In January, 2011, the Company amended its Employee Benefit Plan to elect the safe harbor contribution method. Under the safe harbor plan, the Company will match 100% of the employees’ contribution on the first 3% of pay, plus 50% of the next 2% of pay. Participants vest in the employer’s contribution under the safe harbor plan immediately. All employer contributions made prior to January 1, 2011 vest over a five-year period. For the years ended December 31, 2011 and 2010, the Company contributed approximately $96,000 and $26,000, respectively, to the plan.

The Company maintains Executive Incentive Plan agreements with each of its executives.  The plans are intended to motivate key executives to achieve both long-term and short-term corporate objectives.

Note 11: Fair Value of Financial Instruments

The Company’s financial instruments consist of cash and cash equivalents, receivables, payables, and notes payable. The carrying amount of cash and cash equivalents, receivables and payables approximates fair value because of the short-term nature of these items. The carrying amount of the notes payable approximates fair value as the individual borrowings bear interest at rates that approximate market interest rates for similar debt instruments. The Company did not have any notes payable as of December 31, 2011.

Note 12: Commitments and Contingencies

Lease Obligations

The Company leases certain office space and equipment from time to time under non-cancelable operating lease agreements.

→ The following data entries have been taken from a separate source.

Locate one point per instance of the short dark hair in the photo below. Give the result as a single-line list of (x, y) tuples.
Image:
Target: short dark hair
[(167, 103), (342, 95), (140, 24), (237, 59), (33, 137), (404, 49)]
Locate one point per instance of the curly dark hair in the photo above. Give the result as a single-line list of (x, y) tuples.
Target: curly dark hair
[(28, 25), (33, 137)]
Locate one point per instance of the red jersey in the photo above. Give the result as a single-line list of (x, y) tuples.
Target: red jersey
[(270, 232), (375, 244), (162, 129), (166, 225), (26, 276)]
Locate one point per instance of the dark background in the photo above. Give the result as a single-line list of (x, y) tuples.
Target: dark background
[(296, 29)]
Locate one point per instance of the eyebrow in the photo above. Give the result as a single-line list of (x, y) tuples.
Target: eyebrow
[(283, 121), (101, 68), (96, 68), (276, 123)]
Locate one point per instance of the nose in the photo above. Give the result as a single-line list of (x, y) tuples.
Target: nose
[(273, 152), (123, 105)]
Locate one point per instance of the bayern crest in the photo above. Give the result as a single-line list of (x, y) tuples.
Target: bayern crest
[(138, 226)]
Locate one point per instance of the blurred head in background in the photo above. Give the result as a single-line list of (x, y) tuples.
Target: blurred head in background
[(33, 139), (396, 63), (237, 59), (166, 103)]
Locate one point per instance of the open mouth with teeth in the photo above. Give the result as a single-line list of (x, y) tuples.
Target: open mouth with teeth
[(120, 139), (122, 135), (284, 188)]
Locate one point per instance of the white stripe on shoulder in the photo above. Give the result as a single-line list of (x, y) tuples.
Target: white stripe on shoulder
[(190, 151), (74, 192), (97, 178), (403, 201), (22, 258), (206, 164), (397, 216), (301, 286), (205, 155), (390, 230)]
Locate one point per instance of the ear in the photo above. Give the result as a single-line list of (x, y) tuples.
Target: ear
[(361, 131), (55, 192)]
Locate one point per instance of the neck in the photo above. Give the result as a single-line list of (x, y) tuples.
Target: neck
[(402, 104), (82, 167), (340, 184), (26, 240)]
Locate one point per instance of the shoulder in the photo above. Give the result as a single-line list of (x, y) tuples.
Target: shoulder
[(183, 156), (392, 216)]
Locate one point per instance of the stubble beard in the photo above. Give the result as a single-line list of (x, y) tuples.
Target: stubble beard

As of December 31, 2011, the Company did not have any commitments or significant lease obligations. The lease for the Company headquarters building located in Salt Lake City, Utah expired on November 30, 2011, and the Company continues to pay rent under the month to month provision of the lease.  The Company is currently negotiating terms of a new lease agreement.

Rental expense for the years ended December 31, 2011 and 2010 under operating leases was $96,000 and $91,000, respectively.

Product Warranties

Cimetrix warrants that software products will conform to published specifications and not fail to execute the Company’s programming instructions due to defects in materials and workmanship. If the Company is unable to repair or replace any product to a condition warranted within a reasonable time, the Company will provide a refund to the customer. As of December 31, 2011 and 2010, no provision for warranty claims has been established since any amounts expended in connection with warranties has historically not been material. Management believes that any allowance for warranty would be immaterial to the financial condition of the Company.

Note 13: Related Party Transactions

For the years ended December 31, 2011 and 2010, the Company had revenues totaling $477,000 and $1,305,000, respectively, from two customers that are also stockholders of the Company. The Company had accounts receivable from these two customers totaling $58,000 and $45,000 at December 31, 2011 and 2010, respectively.

As of December 31, 2011 and 2010, the Company had Senior Notes payable of $0 and $396,000, respectively, to holders who were officers, directors, employees, or their affiliates (see Note 5). During the years ended December 31, 2011 and 2010, the Company paid interest expense of $20,000 and $40,000, respectively, to these related parties.

Note 14: Subsequent Events

Management has evaluated events through the date the consolidated financial statements were filed with the Securities and Exchange Commission and concluded there were no events to report.